We’d reached a turning point, leaving behind a decades-long era wherein everyone knew all of the code. Now, only a subset of people could deal with their respective, highly advanced parts. This is also a proof of excellence for certain areas, since it has become difficult to find people who can improve them.
A New Major Version
Version 2.0 did not radically change the technical layers of 1.9, as it mostly focused on adding new features so that end users could benefit from all the work done in 1.9 that, until then, was mostly invisible…and the improvements continue. Each new feature often comes with a number of prerequisites that are adapted to existing features, until it becomes obvious that some of them hinder performance, resource usage, or even code maintainability. At that point, the code in question is redesigned to better address the shortcomings created by the initial feature.
One example of this increasing level of optimization is the file-descriptor cache that was created in 1.5 as a generalization of the speculative epoll polling mechanism to all pollers. It resulted in a nice simplification of the code and a performance boost on all operating systems. On the other hand, with the introduction of threads in 1.8, it has become a limiting factor. With the layer changes in 2.0, it is no longer necessary. In 2.1 (still in development) the cache has already been removed and, confirming our suspicions, resulted in a 20% higher peak connection rate in certain situations.
From a vantage outside of the project, one might think that HAProxy is always faster than it used to be. After all, we do always say, “this is faster”. The reality is more nuanced: Each new release accelerates something and introduces a set of features that have little or no impact on the vast majority of setups. However, in Darwinian fashion, modern architecture designs gain influence and what used to be a corner case becomes the norm. Then, the next version focuses on that use case and addresses it. So, each new release of HAProxy is not exactly faster than the previous one; It’s faster than the previous one for a new use case. That’s why it’s important to stay up to date.

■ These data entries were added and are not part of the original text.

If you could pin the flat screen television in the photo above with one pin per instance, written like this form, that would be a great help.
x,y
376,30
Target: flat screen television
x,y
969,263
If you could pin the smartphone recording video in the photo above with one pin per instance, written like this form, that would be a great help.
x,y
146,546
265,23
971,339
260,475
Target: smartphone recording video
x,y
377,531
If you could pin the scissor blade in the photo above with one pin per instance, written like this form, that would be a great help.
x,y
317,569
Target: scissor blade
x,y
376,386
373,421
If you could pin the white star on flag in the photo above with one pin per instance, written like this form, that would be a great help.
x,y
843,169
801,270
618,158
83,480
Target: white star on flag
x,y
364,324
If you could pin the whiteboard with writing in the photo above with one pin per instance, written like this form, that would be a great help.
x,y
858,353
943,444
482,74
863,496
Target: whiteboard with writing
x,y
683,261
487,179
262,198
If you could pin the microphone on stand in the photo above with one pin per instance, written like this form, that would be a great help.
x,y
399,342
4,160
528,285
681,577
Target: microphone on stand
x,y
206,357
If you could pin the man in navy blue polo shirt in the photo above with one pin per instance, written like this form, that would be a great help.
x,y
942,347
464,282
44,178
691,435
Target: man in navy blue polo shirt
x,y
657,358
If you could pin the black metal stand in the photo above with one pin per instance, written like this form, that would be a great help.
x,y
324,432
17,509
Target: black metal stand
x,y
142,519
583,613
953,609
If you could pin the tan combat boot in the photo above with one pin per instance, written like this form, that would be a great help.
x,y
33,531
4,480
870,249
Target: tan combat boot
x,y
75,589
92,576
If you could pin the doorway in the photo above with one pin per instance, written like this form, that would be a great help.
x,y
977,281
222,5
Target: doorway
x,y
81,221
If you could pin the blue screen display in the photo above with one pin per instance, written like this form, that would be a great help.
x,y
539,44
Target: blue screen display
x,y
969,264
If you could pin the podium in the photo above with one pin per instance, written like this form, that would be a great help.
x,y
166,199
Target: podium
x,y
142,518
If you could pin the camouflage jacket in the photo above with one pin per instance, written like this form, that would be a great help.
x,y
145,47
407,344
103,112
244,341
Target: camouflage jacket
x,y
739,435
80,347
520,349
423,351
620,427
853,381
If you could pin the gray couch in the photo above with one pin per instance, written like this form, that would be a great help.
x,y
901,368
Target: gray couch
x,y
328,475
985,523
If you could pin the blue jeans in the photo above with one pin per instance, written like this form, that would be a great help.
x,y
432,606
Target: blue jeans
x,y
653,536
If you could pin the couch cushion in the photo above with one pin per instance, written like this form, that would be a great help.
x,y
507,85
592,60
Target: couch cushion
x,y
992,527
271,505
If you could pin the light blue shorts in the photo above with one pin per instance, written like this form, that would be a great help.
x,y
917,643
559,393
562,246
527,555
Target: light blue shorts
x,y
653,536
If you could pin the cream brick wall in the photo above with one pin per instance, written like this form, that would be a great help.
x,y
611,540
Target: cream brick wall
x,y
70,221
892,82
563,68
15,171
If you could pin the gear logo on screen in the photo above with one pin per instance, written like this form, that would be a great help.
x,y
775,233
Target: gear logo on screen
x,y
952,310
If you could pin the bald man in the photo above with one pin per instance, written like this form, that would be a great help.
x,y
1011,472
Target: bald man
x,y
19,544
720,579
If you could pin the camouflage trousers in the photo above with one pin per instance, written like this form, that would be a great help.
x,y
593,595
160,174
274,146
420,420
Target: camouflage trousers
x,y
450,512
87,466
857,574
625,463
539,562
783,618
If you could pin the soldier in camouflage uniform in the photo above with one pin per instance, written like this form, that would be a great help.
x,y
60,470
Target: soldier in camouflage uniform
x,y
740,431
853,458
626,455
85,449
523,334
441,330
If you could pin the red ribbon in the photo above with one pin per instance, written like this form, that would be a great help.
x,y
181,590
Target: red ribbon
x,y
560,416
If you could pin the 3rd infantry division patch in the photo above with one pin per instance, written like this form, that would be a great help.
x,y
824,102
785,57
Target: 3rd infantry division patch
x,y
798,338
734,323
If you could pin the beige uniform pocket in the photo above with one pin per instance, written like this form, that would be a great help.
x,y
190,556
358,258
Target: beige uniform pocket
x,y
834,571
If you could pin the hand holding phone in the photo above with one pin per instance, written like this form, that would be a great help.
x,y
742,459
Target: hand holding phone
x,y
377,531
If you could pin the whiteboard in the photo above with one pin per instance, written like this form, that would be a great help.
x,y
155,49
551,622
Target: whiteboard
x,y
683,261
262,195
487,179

While a number of people admit that 1.4 and 1.5 are still very present in their infrastructure, even now in 2019—1.4 is unmaintained and version 1.5 was released five years ago—if their environment isn’t changing, this is fine. Yet, the web adapts very quickly and if your environment keeps up with the evolution, the benefit of having a component like HAProxy, which is always growing with the times, is hard to miss.
What could be said is that HAProxy is always more scalable. It always adapts to faster hardware and to more demanding environments. It never quits progressing.